Bernard Orès z’l : clôture de la Chiva

Discours prononcé par Aline Benain, présidente de la communauté d'Adath Shalom Paris en hommage à Bernard Orès.

L’hommage d’Aline Benain, Présidente d’Adath Shalom

29 Tichri 5783 – 24 octobre 2022

Nous avions fini par le croire indestructible.

Nous allions célébrer « son » siècle et il ne sera pas avec nous, pas comme nous l’aurions souhaité en tout cas, quand nous lirons « sa » paracha, Haye Sarah, la « vie de Sarah », titre paradoxal lorsque l’on pense au contenu de la sidra, la « vie de Sarah », en écho à la « vie de Bernard ».

« Man tracht un Got lacht », « L’homme fait des projets et Dieu rit » rappelle le yiddish qui démarque, avec une ironie corrosive forgée par l’Histoire, la parole des Proverbes (XIX,21) : « L’homme est le maître des résolutions de son cœur, mais c’est l’Eternel qui se prononce sur elles. »

Sa famille, notre Rabbin, ont rappelé avec force et émotion une vie broyée et reconstruite dans le siècle.

Il y a huit ans qu’Irène et Bernard nous avaient rejoints comme s’ils avaient toujours été là.

Leur place seule était réservée, non par privilège dérisoire mais selon l’évidence de l’affection et du respect. Parce qu’ils étaient notre mémoire, nos questions, notre fidélité.

 נצח ישראל לא ישקר « Netzakh Israël Lo Yeshaker » – « L’Eternité d’Israël ne mentira pas. » : le verset de Samuel (1-XV,29) résonnait dans la voix de Bernard, lorsqu’il montait à la Torah ou lisait la Prière pour Israël. Ses inflexions bouleversantes laissaient entendre sa fidélité tellement éprouvée et tellement vivace, l’amour de son Peuple, une espérance en partage – « Il n’y a qu’une Humanité » disait-il – inquiète, que rien cependant n’avait pu éteindre.

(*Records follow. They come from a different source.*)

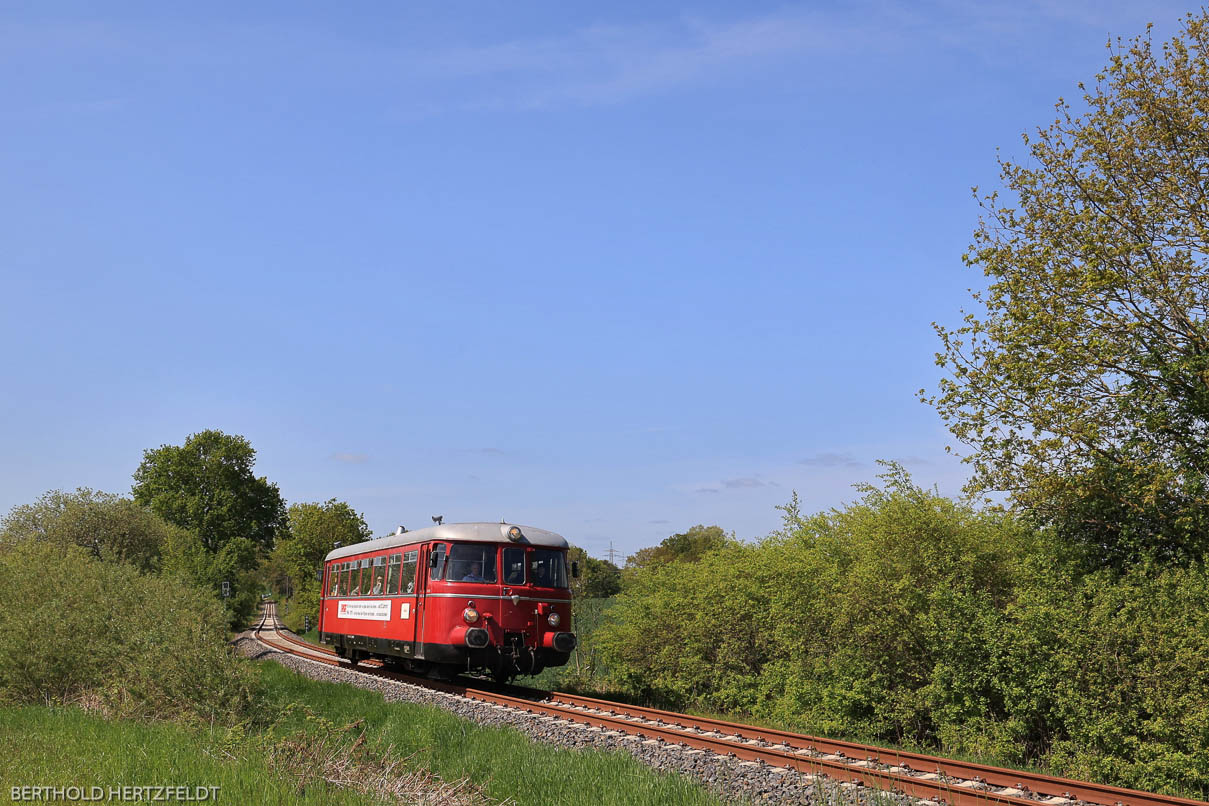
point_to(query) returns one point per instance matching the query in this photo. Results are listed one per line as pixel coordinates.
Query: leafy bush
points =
(108, 526)
(102, 635)
(912, 619)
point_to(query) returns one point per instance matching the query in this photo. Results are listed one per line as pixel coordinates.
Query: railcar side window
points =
(438, 561)
(410, 560)
(472, 563)
(379, 577)
(392, 574)
(549, 568)
(514, 566)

La première fois qu’il témoigna ici de ses années de ténèbres, quelqu’un finit par poser la question : Et Dieu ? « Je m’en souviens, répondit-il, comme d’un amour de ma jeunesse auquel je n’ai pas renoncé ».

De cette jeunesse d’avant la Choah pourtant, il lui était très difficile de parler.

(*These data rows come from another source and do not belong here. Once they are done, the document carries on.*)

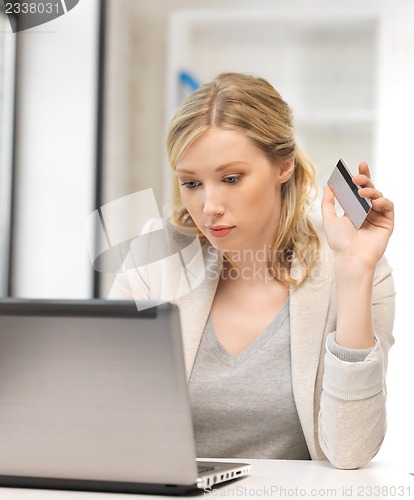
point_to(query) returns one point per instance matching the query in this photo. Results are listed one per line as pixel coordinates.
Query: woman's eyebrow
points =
(218, 169)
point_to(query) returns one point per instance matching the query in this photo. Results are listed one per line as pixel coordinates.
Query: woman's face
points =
(231, 190)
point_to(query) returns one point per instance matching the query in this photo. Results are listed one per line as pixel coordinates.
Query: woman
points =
(286, 338)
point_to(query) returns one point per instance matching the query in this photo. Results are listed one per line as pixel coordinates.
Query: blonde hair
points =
(252, 106)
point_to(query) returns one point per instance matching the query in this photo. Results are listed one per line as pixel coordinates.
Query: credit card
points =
(346, 192)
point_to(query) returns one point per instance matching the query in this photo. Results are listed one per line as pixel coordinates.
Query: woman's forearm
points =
(354, 286)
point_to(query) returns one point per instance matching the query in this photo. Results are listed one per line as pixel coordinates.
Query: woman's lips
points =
(220, 231)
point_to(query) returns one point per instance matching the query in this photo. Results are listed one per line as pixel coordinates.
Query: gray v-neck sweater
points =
(243, 406)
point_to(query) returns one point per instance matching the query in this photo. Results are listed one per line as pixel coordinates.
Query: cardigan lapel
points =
(309, 306)
(195, 306)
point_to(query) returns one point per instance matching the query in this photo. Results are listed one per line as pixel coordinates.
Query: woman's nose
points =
(213, 203)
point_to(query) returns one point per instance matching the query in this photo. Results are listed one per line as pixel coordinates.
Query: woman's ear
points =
(286, 170)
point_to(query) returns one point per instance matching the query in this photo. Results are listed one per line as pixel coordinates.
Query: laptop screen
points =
(94, 390)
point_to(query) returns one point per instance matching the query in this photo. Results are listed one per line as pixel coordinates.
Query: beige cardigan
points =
(341, 405)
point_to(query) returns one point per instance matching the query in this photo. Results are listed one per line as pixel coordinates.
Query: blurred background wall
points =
(86, 120)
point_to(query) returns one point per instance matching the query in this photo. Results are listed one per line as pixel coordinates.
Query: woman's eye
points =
(190, 184)
(232, 179)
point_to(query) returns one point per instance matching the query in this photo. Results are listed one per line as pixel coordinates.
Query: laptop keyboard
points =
(205, 468)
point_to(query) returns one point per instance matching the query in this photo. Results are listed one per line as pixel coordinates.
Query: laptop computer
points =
(93, 396)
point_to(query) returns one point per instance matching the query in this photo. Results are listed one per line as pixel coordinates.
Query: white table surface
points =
(273, 479)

Un Chabbat, après l’une de ses conférences au Beit Midrach, comme nous l’interrogions, il raconta cette seule anecdote qui était, avec humour et douceur, une façon de nous dire qu’il ne fallait pas lui demander d’aller plus loin : « La première fois que je me suis trouvé à la table de mon grand-père pour le Seder, j’ai réussi à m’assoir bien au milieu pour être certain de tout voir, de tout entendre… et j’ai passé la soirée à faire circuler le sel des uns aux autres. »

Notre génération va se trouver très bientôt dans une situation inédite : être la première à devoir transmettre sans témoin vivant la mémoire de cet autre Temple détruit, de ces vies anéanties de Przemyśl (פּשעמישל) à Salonique, de Paris à Vilnè, de Kiev à Varsovie ou Corfou. Transmettre la mémoire de la destruction mais aussi de tout ce qui fut vivant, beau, quotidien ou extraordinaire – avant.

C’est une responsabilité vertigineuse qu’il nous revient d’assumer avec crainte (בְּיִרְאָה) et tremblement (בִּרְעָדָה) (Psaume 2,11), avec autant de détermination que de pudeur.

Puisse le souvenir vivant de Bernard nous y aider.

Puisse sa mémoire, liée à celle d’Irène, être bénédiction vive, parmi nous, pour toujours.

                                                                       Aline Benain.